According to the report, Sony intends to launch the service this spring both for its PlayStation 4 and PlayStation 5 consoles. The service will have three tiers. The first tier is expected to be similar to the existing $60 per year PlayStation Plus, which Sony has operated for many years as a way to charge consumers for online gaming capabilities and the opportunity to download a handful of free games every month.
The second tier would include a more robust library of free games, including both PS4 and PS5 titles, with a structure similar to Microsoft's all-you-can-play Xbox Game Pass, which currently features more than 150 games and also includes every new first-party release the company puts out. The third tier would include the game streaming benefits of Sony's PlayStation Now platform, which is similar to Xbox Cloud Gaming and Google Stadia, while also including classic games from the PS1, PS2, PS3 and Sony handheld libraries.

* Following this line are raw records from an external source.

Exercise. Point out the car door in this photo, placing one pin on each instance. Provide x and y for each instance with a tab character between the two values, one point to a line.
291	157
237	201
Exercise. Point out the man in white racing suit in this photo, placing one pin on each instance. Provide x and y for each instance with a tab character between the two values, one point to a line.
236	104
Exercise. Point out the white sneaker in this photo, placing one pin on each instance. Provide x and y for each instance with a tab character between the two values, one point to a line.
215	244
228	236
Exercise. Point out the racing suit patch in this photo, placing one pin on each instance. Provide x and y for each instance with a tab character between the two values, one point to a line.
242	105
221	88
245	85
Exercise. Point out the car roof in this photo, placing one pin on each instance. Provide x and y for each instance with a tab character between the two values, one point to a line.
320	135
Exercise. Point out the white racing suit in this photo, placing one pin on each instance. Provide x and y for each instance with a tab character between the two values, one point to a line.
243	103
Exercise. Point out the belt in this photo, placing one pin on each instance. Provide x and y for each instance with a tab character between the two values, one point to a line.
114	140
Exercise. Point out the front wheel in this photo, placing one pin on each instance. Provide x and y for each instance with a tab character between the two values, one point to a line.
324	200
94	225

It's not clear how much Sony plans to charge for its service or whether Sony would include its first-party titles on the same day they launch at retail, which is arguably the most attractive benefit of Xbox Game Pass. Sony's strategy for console gaming relies on selling PlayStation-exclusive games for between $60 and $70. Many of Sony's recent hits have sold upwards of 10 to 15 million units, and 2018's God of War hit a rare milestone of more than 19.5 million units sold this fall. A subscription service that included those games immediately upon launch might eat into the company's sales, unless Sony could make it attractive enough with perks or pricing to attract a substantial subscriber base.

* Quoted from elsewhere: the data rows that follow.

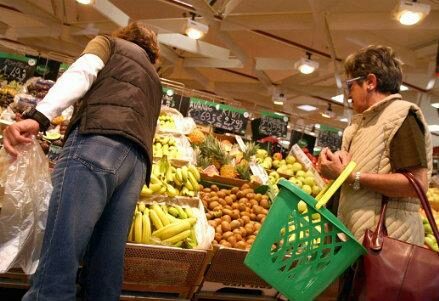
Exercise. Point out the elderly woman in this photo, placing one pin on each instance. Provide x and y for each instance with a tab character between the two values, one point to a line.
387	136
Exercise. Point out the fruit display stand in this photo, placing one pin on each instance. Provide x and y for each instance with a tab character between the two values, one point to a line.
227	278
164	271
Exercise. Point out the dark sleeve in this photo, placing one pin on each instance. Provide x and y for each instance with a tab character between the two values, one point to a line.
407	149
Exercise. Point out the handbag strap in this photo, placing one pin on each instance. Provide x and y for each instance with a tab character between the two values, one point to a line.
376	241
424	202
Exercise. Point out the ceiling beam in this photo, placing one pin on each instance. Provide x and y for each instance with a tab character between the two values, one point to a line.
33	11
230	7
199	47
112	12
212	63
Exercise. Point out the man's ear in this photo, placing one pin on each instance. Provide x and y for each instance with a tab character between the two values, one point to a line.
371	82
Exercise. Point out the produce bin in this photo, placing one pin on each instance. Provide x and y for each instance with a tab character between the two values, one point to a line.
298	254
157	269
228	272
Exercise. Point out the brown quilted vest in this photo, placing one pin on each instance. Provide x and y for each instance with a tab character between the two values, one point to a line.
124	100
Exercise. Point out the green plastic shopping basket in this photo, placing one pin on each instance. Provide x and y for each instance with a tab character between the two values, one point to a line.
301	253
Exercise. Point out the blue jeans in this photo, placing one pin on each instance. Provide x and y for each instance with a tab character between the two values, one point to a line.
96	183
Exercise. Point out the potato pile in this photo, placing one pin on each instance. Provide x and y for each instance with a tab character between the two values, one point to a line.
236	214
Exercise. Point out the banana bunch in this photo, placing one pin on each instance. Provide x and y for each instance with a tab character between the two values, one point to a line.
166	121
164	225
165	146
171	181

Microsoft has 18 million Xbox Game Pass subscribers as of January 2021, the last time the company made public data about the platform. But recent financial filings from October indicated the growth of Game Pass has slowed in recent months and the platform is no longer adding subscribers at the rate Microsoft previously forecast.

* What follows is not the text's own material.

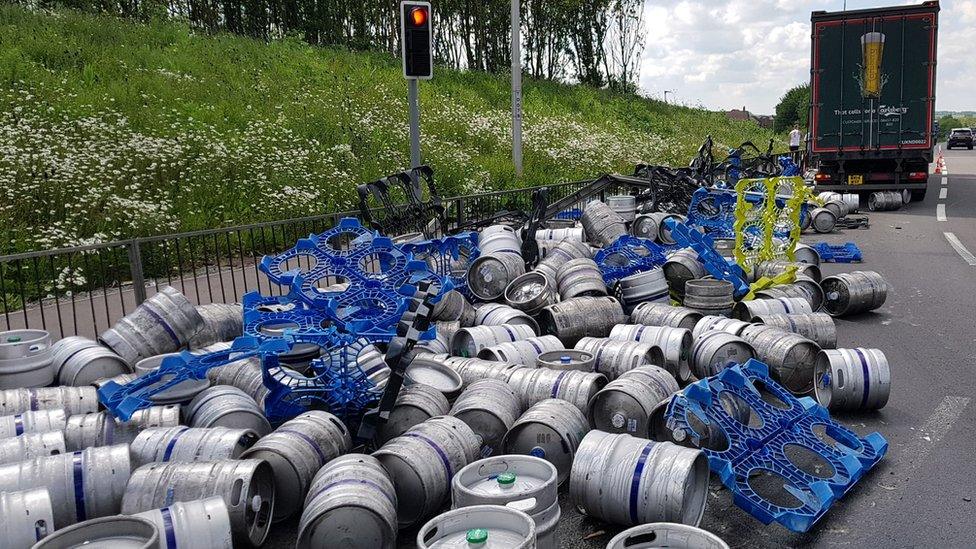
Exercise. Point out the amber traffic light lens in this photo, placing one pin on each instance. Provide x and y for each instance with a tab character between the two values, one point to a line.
418	16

Still, Sony's plans to build its own Game Pass competitor underscores the importance of subscription services in the game industry and how Netflix-style content bundling is likely to become a major force driving the industry in the years ahead. Many game developers and publishers, including Electronic Arts and Ubisoft, have launched subscription services of their own, while many traditional companies in the subscription media business, such as Amazon and Netflix, have now shown interest in gaming.
Sony, which throughout its history has been both a traditional media and gaming business, is also in dire need of new subscription products after the poor adoption of its PlayStation Now service and the discontinuation of its pay-TV product PlayStation Vue.